Richie stretched, groaning as his back popped. He recognized the tone and, upon opening his eyes, saw he guessed correctly: a teenage girl. She wore a t-shirt with his face, The Losers printed in white block letters under his head. She also wore army green cargo pants with a plaid mini skirt over them; he was thrown back to the 90s before he could process a response.

“You’re Richie Tozier!” she exclaimed. A few people looked over at them. Richie nodded, offering a small smile. “I didn’t mean to wake you, I thought you were just- I’m sorry- I can go-”

“No, no! I’m awake for the moment. What can I do for you?” he asked, easily slipping back into the charm which won over most of Hollywood. For the past decade, he relied on the skill to make a name for himself. He arrived in California with nothing more than a guitar and a dream. The Losers could’ve also been included in the list of things he brought, but at the time, he didn’t envision taking anything from his childhood.

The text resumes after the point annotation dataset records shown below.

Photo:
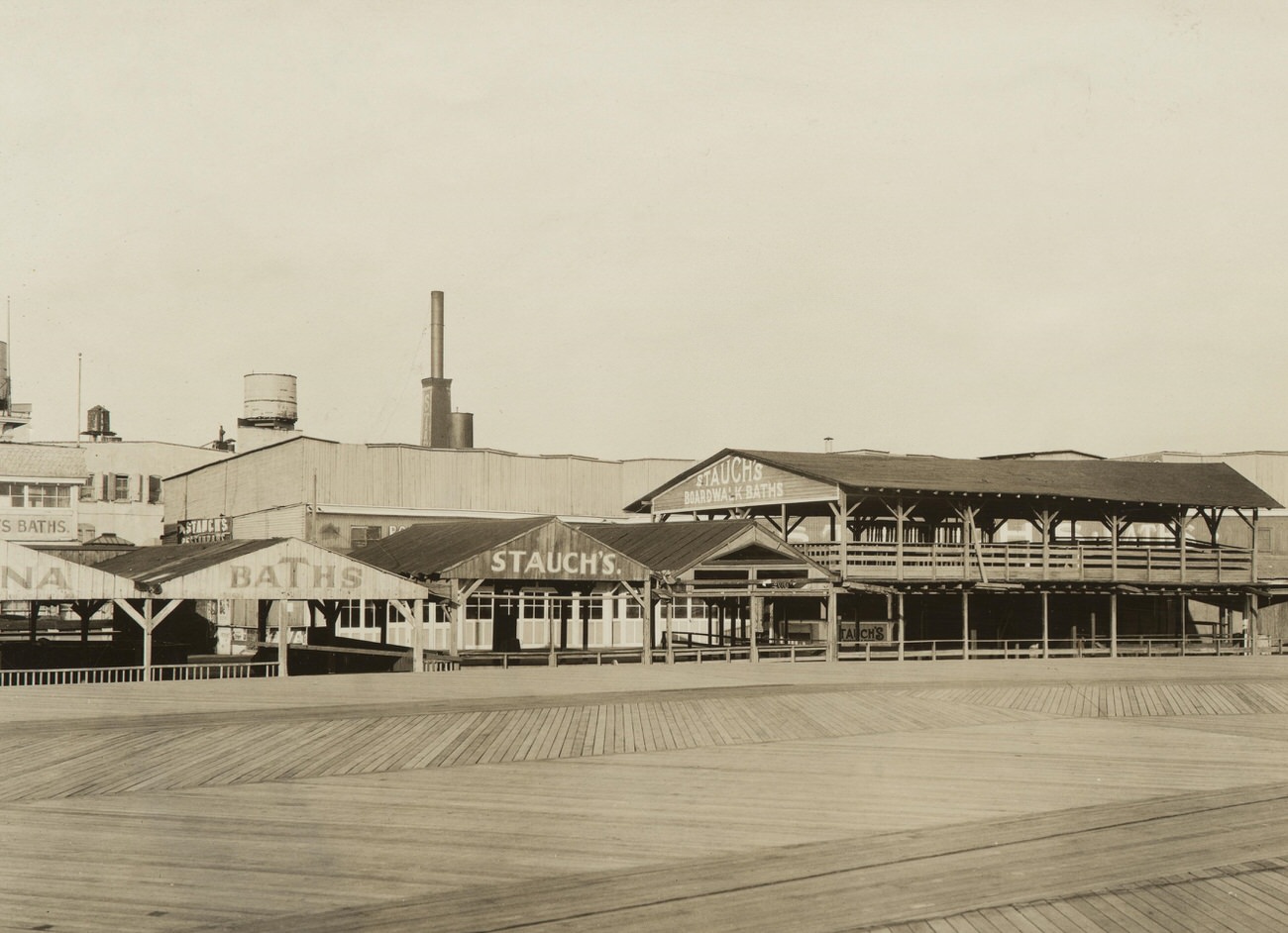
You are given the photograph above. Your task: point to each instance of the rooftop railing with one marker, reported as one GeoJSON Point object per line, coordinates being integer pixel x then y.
{"type": "Point", "coordinates": [1030, 563]}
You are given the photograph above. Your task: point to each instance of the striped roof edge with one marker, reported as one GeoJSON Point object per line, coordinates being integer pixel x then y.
{"type": "Point", "coordinates": [675, 547]}
{"type": "Point", "coordinates": [162, 563]}
{"type": "Point", "coordinates": [38, 461]}
{"type": "Point", "coordinates": [1173, 484]}
{"type": "Point", "coordinates": [432, 547]}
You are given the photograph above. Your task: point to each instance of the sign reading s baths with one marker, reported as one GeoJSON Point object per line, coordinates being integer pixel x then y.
{"type": "Point", "coordinates": [735, 481]}
{"type": "Point", "coordinates": [553, 551]}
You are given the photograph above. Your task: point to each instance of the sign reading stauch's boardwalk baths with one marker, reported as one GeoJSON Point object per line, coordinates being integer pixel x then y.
{"type": "Point", "coordinates": [737, 481]}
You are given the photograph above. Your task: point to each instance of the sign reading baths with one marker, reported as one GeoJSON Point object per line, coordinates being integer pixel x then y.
{"type": "Point", "coordinates": [552, 551]}
{"type": "Point", "coordinates": [555, 564]}
{"type": "Point", "coordinates": [734, 481]}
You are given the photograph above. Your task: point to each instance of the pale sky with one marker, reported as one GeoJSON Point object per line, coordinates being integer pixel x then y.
{"type": "Point", "coordinates": [661, 228]}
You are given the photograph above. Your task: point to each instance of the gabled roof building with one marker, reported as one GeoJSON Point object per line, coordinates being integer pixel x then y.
{"type": "Point", "coordinates": [1120, 553]}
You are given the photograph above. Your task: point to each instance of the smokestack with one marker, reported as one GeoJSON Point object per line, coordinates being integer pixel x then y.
{"type": "Point", "coordinates": [436, 409]}
{"type": "Point", "coordinates": [436, 335]}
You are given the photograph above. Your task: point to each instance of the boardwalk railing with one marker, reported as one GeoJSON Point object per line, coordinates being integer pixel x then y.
{"type": "Point", "coordinates": [134, 674]}
{"type": "Point", "coordinates": [1024, 562]}
{"type": "Point", "coordinates": [1128, 646]}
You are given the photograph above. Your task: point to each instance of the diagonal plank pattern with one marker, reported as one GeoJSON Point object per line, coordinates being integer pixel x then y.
{"type": "Point", "coordinates": [810, 802]}
{"type": "Point", "coordinates": [123, 760]}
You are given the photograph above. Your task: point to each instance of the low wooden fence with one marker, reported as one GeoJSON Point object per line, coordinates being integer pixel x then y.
{"type": "Point", "coordinates": [1022, 562]}
{"type": "Point", "coordinates": [134, 674]}
{"type": "Point", "coordinates": [1128, 646]}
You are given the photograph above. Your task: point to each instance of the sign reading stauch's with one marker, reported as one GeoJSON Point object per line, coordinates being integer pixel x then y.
{"type": "Point", "coordinates": [735, 481]}
{"type": "Point", "coordinates": [205, 530]}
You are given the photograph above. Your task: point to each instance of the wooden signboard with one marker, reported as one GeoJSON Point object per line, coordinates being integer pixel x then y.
{"type": "Point", "coordinates": [737, 481]}
{"type": "Point", "coordinates": [550, 553]}
{"type": "Point", "coordinates": [26, 574]}
{"type": "Point", "coordinates": [290, 569]}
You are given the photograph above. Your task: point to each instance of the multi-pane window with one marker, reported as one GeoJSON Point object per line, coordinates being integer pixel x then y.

“Would it be too much to ask for a selfie? And an autograph?” the girl asked. She held out a mixtape, and Richie pouted his lips, impressed. He knew cassettes were making a comeback, but he never legitimately expected to see one in the wild.

“Sure thing, miss..?”
“Aldys.”
“Ah, a challenge.” The girl laughed and spelled out her name for Richie, and he smiled for the selfie, thanking God that front cameras were a real invention. He struggled constantly to look in the right place; pictures rarely came out right, and fans turned it into a big inside joke. While he couldn’t truly be mad about it, he found it tiresome. In the first few years of stardom, he soaked up attention like a sponge. Then he realized he was a caricature. Fans expected the same inside joke. The same song. He was a small unit in the giant entertainment factory, pumping out goods for the greedy consumers. He learned he couldn’t just get tired of something when people still wanted it.

Shaking off the thought, Richie slumped back in his seat as the girl left. Pulling his beanie over his eyes, he yawned.

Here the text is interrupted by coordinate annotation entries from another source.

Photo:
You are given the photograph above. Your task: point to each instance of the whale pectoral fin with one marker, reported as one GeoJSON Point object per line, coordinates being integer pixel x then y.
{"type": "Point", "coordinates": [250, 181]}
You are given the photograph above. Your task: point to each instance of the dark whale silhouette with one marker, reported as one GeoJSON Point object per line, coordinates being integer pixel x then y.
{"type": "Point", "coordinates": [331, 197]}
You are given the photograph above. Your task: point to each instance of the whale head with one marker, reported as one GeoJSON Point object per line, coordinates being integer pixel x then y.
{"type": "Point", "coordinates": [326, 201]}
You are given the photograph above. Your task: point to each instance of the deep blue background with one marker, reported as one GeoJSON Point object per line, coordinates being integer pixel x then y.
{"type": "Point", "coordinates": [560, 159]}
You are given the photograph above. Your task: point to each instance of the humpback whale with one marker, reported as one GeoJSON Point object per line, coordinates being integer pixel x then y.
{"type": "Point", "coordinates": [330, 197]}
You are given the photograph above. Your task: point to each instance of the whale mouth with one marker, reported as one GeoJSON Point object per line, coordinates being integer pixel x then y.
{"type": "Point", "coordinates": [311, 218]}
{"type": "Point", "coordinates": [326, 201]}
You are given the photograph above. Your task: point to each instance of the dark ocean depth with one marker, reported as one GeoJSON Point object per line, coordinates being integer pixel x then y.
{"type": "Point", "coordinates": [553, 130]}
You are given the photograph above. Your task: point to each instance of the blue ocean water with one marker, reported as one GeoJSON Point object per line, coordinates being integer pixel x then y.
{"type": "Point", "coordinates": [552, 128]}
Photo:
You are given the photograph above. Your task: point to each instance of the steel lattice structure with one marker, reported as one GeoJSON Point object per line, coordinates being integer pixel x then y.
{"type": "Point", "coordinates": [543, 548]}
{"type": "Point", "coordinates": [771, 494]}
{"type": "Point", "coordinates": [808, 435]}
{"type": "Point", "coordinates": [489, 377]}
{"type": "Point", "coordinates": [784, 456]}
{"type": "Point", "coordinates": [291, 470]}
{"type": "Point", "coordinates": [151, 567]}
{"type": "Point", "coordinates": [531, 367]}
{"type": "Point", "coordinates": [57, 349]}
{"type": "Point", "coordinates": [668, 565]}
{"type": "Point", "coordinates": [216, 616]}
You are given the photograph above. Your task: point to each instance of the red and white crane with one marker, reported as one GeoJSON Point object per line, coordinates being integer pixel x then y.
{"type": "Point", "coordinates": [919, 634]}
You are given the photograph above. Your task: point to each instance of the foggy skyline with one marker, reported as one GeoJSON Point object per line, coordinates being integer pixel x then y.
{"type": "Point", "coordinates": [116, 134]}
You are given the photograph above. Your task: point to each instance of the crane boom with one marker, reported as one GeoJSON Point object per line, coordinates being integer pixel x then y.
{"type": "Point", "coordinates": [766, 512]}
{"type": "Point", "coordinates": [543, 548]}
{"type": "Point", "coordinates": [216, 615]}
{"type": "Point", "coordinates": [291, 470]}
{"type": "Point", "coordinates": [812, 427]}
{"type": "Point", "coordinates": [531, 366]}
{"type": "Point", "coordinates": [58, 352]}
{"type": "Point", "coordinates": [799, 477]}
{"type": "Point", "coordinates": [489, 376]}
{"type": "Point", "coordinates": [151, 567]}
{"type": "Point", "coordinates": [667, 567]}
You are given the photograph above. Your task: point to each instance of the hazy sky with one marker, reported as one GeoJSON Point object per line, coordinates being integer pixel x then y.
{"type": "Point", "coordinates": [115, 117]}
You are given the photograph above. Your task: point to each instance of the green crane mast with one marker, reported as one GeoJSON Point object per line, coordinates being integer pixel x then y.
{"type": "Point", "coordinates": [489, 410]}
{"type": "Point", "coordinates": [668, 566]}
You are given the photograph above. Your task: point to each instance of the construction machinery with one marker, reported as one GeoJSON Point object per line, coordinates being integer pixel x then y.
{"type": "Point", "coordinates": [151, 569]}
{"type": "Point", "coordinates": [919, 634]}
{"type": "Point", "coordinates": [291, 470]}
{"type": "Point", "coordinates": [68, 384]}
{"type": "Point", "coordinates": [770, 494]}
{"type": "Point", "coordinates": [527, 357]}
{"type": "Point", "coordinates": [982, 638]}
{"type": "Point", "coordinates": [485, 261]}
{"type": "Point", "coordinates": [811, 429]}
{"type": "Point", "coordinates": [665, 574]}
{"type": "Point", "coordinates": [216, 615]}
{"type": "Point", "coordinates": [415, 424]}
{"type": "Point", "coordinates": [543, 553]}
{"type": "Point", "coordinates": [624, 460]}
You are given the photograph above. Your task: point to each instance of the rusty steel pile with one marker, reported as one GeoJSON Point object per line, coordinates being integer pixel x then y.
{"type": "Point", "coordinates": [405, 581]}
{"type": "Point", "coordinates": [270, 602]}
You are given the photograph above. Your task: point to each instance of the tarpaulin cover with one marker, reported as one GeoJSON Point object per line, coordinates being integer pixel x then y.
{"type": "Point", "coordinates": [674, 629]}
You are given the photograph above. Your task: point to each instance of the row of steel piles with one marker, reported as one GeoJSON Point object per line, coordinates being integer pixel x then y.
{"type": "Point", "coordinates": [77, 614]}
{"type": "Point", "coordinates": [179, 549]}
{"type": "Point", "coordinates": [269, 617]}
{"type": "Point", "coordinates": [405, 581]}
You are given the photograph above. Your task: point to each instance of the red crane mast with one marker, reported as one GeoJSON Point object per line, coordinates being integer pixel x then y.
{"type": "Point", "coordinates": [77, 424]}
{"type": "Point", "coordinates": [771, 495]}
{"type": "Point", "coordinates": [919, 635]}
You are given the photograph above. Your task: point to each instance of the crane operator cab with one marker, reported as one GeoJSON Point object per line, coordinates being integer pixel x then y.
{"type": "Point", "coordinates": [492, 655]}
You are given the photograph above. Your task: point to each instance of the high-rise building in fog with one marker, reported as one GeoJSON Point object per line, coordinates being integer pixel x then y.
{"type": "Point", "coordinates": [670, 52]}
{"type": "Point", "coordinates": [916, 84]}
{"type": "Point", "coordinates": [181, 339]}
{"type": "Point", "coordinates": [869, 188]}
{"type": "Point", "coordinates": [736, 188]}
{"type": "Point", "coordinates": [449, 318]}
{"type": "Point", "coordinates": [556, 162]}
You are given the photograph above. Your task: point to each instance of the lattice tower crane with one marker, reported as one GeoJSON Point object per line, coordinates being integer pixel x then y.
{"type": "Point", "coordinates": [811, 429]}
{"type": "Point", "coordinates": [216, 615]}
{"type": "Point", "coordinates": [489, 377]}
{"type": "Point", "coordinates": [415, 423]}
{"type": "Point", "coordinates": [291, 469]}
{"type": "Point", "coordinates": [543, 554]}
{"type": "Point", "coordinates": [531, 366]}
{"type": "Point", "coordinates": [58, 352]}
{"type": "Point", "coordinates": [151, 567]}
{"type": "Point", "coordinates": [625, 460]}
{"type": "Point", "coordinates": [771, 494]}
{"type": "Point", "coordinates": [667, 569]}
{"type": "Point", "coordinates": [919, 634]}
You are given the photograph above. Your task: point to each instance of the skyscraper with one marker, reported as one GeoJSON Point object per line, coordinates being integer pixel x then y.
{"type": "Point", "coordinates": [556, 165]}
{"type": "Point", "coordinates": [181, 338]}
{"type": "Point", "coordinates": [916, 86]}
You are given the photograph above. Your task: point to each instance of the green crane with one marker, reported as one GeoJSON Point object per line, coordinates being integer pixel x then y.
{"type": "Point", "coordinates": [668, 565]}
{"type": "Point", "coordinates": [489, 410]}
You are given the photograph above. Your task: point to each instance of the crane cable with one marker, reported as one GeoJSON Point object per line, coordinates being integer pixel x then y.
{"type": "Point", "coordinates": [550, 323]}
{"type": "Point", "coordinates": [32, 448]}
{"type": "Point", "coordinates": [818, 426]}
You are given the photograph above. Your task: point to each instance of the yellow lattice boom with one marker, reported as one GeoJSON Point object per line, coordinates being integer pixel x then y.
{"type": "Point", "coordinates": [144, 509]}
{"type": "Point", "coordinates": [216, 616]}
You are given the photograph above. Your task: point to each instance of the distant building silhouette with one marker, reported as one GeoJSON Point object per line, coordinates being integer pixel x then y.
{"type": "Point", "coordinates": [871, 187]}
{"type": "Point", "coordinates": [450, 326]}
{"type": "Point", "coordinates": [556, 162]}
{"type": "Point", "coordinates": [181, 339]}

Aldys. Aldys. Why does that sound familiar? Richie thought, slowly drifting in and out of consciousness. Oh, that’s right... Nerys.

Chuckling, he turned over yet again to rest his cheek on the cold window. Sleep took over instantly.

“Alright, Alexander the... Great- Richie! Can you come up with a better name?”
“No.”
Eddie’s mouth twisted, his finger still held up. Huffing, he went back to his playbook, or whatever the Hell it was called. Richie didn’t have too much interest in Dungeons and Dragons, but Bill and Eddie did, so he wouldn’t argue. His turn for game night would roll around soon enough.

Besides, he had plenty of fun wreaking havoc on the adventure.

“Well, what are you gonna do, Richie?”

Peering at the board, Richie stuffed a handful of popcorn into his mouth.

“Probably gonna make out with the giant,” he said, snickering. Eddie groaned, slumping down on the floor.

“Bill!” His whines went unnoticed. Bill fell asleep, clutching one of the throw pillows like a teddy bear. Eddie grumbled, motioning for Richie to roll the dice. He swiped up the die, his expression dramatic as he shook his hands around. Instead of dropping it, however, he paused.

“Hey, Eds?”

“What?” Eddie watched him, all annoyance gone. Richie couldn’t help but smile. As much as he bugged Eddie, the slate could be wiped clean in no more than a moment. His patience seemed endless sometimes, in the grand scheme of things.

“Tell me about your character again,” he said. Eddie’s mouth twisted. “I’m serious, I have a question. I just.. wanna hear first.”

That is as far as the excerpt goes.